In the afternoon, M was grumbling about practicing, so we discussed what might be fun to work on. She again picked improvisation and the Canon.

  • We began with D scales, played with a metronome.
  • Next, she improvised over a chord progression. At my suggestion, she played quite a bit up the neck on the 1st string.
  • We finished by working on the Canon.
    • We went through once, playing and singing at the same time. This was a nice exercise, and M kept her singing going even when she missed several notes, picking right back up at the right place.
    • M did a good job listening to herself. When I asked her, after a repetition, where she made mistakes, she was always able to point to the music and identify the problem. We narrowed our focus more and more to work just on the problem areas.

Dodged a bullet

Thursday: Things looked shaky this morning.

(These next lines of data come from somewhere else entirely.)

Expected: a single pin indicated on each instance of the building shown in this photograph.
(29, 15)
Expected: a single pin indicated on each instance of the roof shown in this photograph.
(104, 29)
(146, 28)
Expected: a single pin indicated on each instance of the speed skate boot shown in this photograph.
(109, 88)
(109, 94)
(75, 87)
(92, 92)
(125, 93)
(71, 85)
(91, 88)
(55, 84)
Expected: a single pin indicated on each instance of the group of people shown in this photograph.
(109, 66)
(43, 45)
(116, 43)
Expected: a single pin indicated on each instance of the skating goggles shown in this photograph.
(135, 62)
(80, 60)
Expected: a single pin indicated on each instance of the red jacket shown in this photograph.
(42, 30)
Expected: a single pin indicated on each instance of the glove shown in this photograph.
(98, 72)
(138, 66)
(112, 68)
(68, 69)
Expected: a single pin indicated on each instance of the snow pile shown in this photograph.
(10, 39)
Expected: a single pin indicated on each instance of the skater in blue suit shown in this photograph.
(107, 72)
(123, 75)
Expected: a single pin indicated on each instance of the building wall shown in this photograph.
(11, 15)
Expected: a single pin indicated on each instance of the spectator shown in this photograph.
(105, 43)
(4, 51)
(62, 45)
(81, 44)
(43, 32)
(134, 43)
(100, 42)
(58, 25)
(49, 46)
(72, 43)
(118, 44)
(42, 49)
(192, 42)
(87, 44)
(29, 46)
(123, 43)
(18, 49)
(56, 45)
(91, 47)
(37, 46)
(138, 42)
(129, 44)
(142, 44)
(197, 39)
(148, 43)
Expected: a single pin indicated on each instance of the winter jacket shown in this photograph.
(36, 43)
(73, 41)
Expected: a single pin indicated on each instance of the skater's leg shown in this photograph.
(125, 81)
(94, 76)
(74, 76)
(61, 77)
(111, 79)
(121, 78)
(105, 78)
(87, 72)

When it was practice time, M was draping herself across her stool and refusing to cooperate. I kept my annoyance in check and asked her what we could do that would be fun. Eventually she agreed that improvisation might be fun, so that got us started.

After we did some improvisation (M soloed on the D scale over a D/G/A/D progression), we worked on the Lightly Row duet. M had some problems keeping track of the song and screwed up the last section (she played the first section again, not the last section).

In the evening, we returned to Lightly Row, but this time I asked M to sing and play at the same time. This helped her identify the problem areas.

Overall, she did well today. The morning could have become a meltdown, but somehow I steered us in the right direction.